Function 550 - Health
Limit States’ Taxes on Health Care Providers
CBO periodically issues a compendium of policy options (called Options for Reducing the Deficit) covering a broad range of issues, as well as separate reports that include options for changing federal tax and spending policies in particular areas. This option appears in one of those publications. The options are derived from many sources and reflect a range of possibilities. For each option, CBO presents an estimate of its effects on the budget but makes no recommendations. Inclusion or exclusion of any particular option does not imply an endorsement or rejection by CBO.

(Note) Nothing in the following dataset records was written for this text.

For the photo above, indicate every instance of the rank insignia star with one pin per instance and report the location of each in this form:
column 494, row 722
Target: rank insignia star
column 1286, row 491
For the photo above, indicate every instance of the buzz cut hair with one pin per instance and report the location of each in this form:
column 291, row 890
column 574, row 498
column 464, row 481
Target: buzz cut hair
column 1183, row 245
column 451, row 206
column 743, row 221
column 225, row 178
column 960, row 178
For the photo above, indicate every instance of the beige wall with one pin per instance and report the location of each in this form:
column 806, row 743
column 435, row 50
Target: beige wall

|Billions of Dollars||2021||2022||2023||2024||2025||2026||2027||2028||2029||2030||2021–
|Change in Outlays|
|Lower the safe-harbor threshold to 5 percent||0||0||-3||-3||-4||-4||-4||-4||-5||-5||-10||-32|
|Lower the safe-harbor threshold to 2.5 percent||0||0||-17||-19||-20||-21||-23||-24||-25||-27||-56||-176|
|Eliminate the safe-harbor threshold||0||0||-42||-46||-49||-52||-55||-58||-62||-65||-137||-429|
Medicaid is a joint federal-state program that pays for health care services for low-income people in various demographic groups. Both the federal and state governments share in the cost of the program. The federal government reimburses a portion of each state’s costs; the rest of the funding comes from the states’ general funds or from other state sources. Most states finance a portion of their Medicaid spending through taxes collected from health care providers. Until 1991, some states had established hold-harmless arrangements with providers, wherein they taxed only providers with large Medicaid revenues or taxed Medicaid providers at higher rates than other providers of the same type with the intention of returning the collected taxes to those providers in the form of higher Medicaid payments. Such arrangements led to large increases in federal Medicaid outlays but not to corresponding increases in states’ net costs.
In the early 1990s, the Congress required states that taxed health care providers to collect those taxes at uniform rates (regardless of the number of Medicaid patients served) from all providers of the same type (hospitals, for example). In addition, states were no longer allowed to establish hold-harmless arrangements in which they offset taxes on providers with increased Medicaid payments to those same providers. However, federal law provided for a “safe-harbor” exception, which allows a state to use hold-harmless arrangements when it collects taxes at a rate that does not exceed 6 percent of a provider’s net patient revenues.
This option consists of three alternatives. Under the first alternative, the safe-harbor threshold would be lowered to 5 percent. Under the second alternative, the threshold would be lowered to 2.5 percent. Under the third alternative, the threshold would be eliminated and no hold-harmless arrangements would be permitted. For each alternative, the Congressional Budget Office expects federal spending would decline because states would reduce their Medicaid spending in response to decreases in taxes paid by providers.